Off the Battlefield and Socks

An old photo depicting men and women knitting socks flashes before my mind’s eye. Young and old, men and women, the wounded. Knitting socks was a way to support the troops of World War I. Today a trip to Walmart can easily supply a package of cotton socks. Wool socks, sturdy and durable might take a bit more searching to find, but a visit to a good sporting goods store, especially one selling skiing supplies, will do the trick. The days when proper foot care required handmade socks are long gone, and with the passage of time the memory of the dedicated service provided by the sock makers has faded. It is estimated that sixty-five million men were mobilized to fight in WWI, and each soldier would have needed socks as he went to war, and then more socks to replace the ones worn out from long marches or damp trenches. On the home front, knitting campaigns called people to action. Idle hands at home meant soldiers on the battlefield would suffer.

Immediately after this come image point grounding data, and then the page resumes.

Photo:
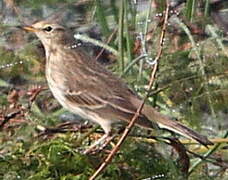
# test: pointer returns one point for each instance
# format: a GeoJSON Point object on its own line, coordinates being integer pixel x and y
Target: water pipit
{"type": "Point", "coordinates": [85, 87]}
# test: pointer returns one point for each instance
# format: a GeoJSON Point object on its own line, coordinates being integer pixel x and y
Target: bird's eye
{"type": "Point", "coordinates": [48, 29]}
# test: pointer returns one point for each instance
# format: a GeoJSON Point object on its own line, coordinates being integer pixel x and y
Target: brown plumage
{"type": "Point", "coordinates": [85, 87]}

The technological advancements of the early 1900s did not eliminate the need for handmade socks, and as the world entered a second war, the patriotic call again went out for more socks. However, technology had made war so much more destructive. The bombing campaigns of WWII left towns in rubble and displaced an estimated sixty million Europeans. When the war ended, the hardships of war did not. Basic essentials for survival were still in desperate need. The infrastructure destroyed by military campaigns had to be rebuilt before the suffering could end. Battlefields had to be cleared and communities reestablished. Unfortunately, the humanitarian efforts of busy hands and caring hearts ran into political roadblocks. Decimated nations could not process and deliver the goods effectively. A care package from a long-distant relative or a long-distance friend had an easier time getting through to a family in need than did the large scale aid from relief organizations.

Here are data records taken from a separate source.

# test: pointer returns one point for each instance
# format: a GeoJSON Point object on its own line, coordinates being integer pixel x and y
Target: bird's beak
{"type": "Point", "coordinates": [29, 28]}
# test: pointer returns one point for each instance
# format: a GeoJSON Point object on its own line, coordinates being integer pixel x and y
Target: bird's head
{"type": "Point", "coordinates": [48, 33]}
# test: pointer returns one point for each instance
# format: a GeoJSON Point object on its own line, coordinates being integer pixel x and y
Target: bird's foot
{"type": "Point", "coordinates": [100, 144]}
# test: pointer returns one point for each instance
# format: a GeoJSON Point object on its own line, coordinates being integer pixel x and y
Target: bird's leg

By the end of the twentieth century, handmade socks were a novelty rather than a necessity, and nations had learned valuable lessons about both the effects of war on and off the battlefield, and the need for post-war recovery efforts to eliminate humanitarian crises once war had ceased. As the century ended, the severity of war had not necessarily diminished, but the percentage of the population directly affected by war had. War still displaced, disrupted, and decimated local populations, but seldom reached the distant homelands of the foreign nations providing military support for weak governments. Therefore, the patriotic call to serve those who sacrificed and suffered in the name of liberty, freedom, or national interest was easily drowned out by the pleasurable distractions of life in a homeland untouched by war. By the end of the twentieth century, war, much like homemade socks, was a novelty rather than a reality – something other people might do, but not something that had a place in the modern, fast-paced, safer world many were sure the new century would bring.